Gli Stati Uniti, dopo avere prosperato con l’assets inflation, la straordinaria speculazione su titoli, derivati e immobili finanziata dai mutui facili, ne hanno scaricato l’insolvenza sull’Europa attraverso il dollaro debole, e se ne sono surrogati i mercati di esportazione. Gli Stati Uniti continuano a prosperare, l’Europa paga il conto.
Si può vederla così, come l’ennesimo sgambetto della perfida America del perfido Bush. Invece che come l’ottusità del governo monetario europeo e la stupidità dei suoi fondamentali. Il fatto però è certo, confermato dall’Ocse: la recessione, prevista e vagheggiata per gli Stati Uniti, si abbatte invece sull’Europa. Nessuno compra più i buoni prodotti tedeschi, la Germania non compra più dall’Italia, e così via.
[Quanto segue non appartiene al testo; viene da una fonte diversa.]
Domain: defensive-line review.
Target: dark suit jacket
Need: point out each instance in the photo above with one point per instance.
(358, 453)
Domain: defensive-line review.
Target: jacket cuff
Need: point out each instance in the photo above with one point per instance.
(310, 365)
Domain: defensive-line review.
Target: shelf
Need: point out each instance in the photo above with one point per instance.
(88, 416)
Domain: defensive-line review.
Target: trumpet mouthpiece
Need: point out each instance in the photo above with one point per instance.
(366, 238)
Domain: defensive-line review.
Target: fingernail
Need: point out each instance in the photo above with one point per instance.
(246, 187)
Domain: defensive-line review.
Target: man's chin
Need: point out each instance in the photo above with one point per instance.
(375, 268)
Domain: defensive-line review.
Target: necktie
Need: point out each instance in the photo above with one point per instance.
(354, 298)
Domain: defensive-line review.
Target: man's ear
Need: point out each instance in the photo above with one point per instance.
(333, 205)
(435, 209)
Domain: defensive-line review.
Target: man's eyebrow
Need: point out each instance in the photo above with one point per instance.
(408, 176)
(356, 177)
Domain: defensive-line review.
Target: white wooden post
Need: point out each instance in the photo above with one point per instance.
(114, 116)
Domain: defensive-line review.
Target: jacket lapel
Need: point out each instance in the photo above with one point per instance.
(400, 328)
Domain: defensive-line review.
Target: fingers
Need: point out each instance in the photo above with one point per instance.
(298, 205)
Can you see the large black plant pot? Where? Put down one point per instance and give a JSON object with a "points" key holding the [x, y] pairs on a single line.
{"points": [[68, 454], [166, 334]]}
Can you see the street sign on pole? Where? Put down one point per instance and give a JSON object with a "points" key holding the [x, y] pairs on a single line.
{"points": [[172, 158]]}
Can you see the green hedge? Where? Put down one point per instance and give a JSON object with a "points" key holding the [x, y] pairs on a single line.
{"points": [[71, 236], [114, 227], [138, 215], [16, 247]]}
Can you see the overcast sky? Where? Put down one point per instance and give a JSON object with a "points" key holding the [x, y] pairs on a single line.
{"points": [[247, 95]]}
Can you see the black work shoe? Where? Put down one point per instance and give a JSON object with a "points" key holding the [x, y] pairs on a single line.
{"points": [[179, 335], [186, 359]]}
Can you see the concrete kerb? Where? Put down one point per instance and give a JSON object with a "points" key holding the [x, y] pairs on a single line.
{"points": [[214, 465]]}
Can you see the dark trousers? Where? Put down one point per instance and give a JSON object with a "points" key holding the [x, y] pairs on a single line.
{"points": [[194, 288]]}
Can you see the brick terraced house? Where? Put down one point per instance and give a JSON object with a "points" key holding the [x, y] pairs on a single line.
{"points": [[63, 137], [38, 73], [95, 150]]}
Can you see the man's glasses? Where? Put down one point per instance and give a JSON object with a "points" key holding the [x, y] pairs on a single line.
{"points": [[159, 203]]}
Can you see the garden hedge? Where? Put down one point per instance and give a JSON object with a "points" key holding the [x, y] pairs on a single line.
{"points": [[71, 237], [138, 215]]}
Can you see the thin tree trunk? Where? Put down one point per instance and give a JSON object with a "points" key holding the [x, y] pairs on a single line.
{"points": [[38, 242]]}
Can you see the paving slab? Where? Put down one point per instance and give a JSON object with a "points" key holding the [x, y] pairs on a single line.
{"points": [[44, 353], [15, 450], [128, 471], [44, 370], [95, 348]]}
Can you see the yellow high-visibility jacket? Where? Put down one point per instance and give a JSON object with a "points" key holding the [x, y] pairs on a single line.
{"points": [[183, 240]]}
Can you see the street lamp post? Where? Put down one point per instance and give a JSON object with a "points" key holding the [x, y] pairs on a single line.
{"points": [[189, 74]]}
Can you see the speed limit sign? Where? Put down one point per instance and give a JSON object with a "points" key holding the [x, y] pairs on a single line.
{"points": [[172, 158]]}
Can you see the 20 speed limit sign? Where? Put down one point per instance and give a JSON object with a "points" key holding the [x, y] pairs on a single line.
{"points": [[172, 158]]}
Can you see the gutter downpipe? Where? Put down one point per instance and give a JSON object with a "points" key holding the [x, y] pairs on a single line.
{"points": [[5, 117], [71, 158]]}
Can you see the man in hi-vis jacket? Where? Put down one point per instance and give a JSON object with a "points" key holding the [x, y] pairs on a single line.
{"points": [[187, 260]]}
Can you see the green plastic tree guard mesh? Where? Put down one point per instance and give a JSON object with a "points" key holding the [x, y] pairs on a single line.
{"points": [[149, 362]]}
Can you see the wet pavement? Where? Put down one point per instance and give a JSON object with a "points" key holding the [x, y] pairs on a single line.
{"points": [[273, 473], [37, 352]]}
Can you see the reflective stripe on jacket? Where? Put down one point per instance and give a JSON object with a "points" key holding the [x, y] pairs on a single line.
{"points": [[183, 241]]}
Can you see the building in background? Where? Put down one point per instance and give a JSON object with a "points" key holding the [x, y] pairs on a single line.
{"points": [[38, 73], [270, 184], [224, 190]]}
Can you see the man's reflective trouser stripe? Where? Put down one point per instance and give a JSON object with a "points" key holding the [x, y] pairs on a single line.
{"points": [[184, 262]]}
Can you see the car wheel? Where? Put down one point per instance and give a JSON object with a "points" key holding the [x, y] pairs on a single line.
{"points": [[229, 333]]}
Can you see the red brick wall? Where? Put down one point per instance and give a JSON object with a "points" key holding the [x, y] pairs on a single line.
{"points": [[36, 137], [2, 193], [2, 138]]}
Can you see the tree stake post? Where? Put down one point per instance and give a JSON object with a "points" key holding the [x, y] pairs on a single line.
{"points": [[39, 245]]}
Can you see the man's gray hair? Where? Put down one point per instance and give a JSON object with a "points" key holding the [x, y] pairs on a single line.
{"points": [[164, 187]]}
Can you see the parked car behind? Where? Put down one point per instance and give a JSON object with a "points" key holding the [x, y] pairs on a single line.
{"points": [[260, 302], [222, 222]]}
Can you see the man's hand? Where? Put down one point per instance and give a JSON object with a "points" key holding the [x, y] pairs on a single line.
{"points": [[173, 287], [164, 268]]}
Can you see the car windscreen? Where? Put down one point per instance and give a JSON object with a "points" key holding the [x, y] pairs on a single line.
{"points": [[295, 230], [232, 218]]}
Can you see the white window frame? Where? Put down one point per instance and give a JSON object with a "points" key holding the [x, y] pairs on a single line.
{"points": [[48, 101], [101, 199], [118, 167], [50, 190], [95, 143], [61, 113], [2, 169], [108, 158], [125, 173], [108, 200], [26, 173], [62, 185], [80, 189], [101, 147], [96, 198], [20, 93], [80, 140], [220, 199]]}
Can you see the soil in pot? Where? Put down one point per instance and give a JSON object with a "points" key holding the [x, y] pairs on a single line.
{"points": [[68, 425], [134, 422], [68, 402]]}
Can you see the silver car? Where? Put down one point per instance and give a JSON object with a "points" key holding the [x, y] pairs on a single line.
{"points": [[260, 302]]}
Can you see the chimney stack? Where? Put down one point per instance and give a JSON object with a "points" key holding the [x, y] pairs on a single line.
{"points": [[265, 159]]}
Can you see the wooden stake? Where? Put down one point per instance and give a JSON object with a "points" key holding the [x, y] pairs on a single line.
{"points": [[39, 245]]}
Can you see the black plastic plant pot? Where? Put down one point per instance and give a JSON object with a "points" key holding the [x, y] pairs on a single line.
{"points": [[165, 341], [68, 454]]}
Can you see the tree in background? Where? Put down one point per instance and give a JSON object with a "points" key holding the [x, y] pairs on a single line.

La risposta al dubbio è nelle cose. C’è una grande area della globalizzazione, del commercio mondiale, ed è il dollaro. E c’è al suo interno un’area, l’Europa, che si ritiene più virtuosa, più solida, più protetta contro l’inflazione, la tassa dei poveri, più avanzata tecnicamente, insomma “più migliore”. Ma le cose non stanno così. Il dollaro offre talmente tanti vantaggi, in termini di grandezza del mercato, e di flessibilità e convenienza, o contenimento globale dei costi, da assorbire le spinte inflazionistiche della sua debolezza, specie sulle materie prime, e rilanciarsi. L’euro sovrano invece è una palla al piede, che imprigiona l’economia: se assorbe in parte l’inflazione del dollaro, lo fa al costo d’insterilire la produzione. Come uno che è virtuoso perché si è castrato.
È però vero in un certo senso che l’America vince la partita a scapito dell’Europa. L’America di Bush. Incapace in tutto l’arco della crisi politica, nel Libano-Palestina, in Irak, in Iran, in Afghanistan, in Pakistan, e contro il radicalismo islamico, l’America ha invece riuscito un capolavoro nella politica monetaria e dello sviluppo. Ma questo perché l’indigenza dell’aloofness europea non ha paragoni.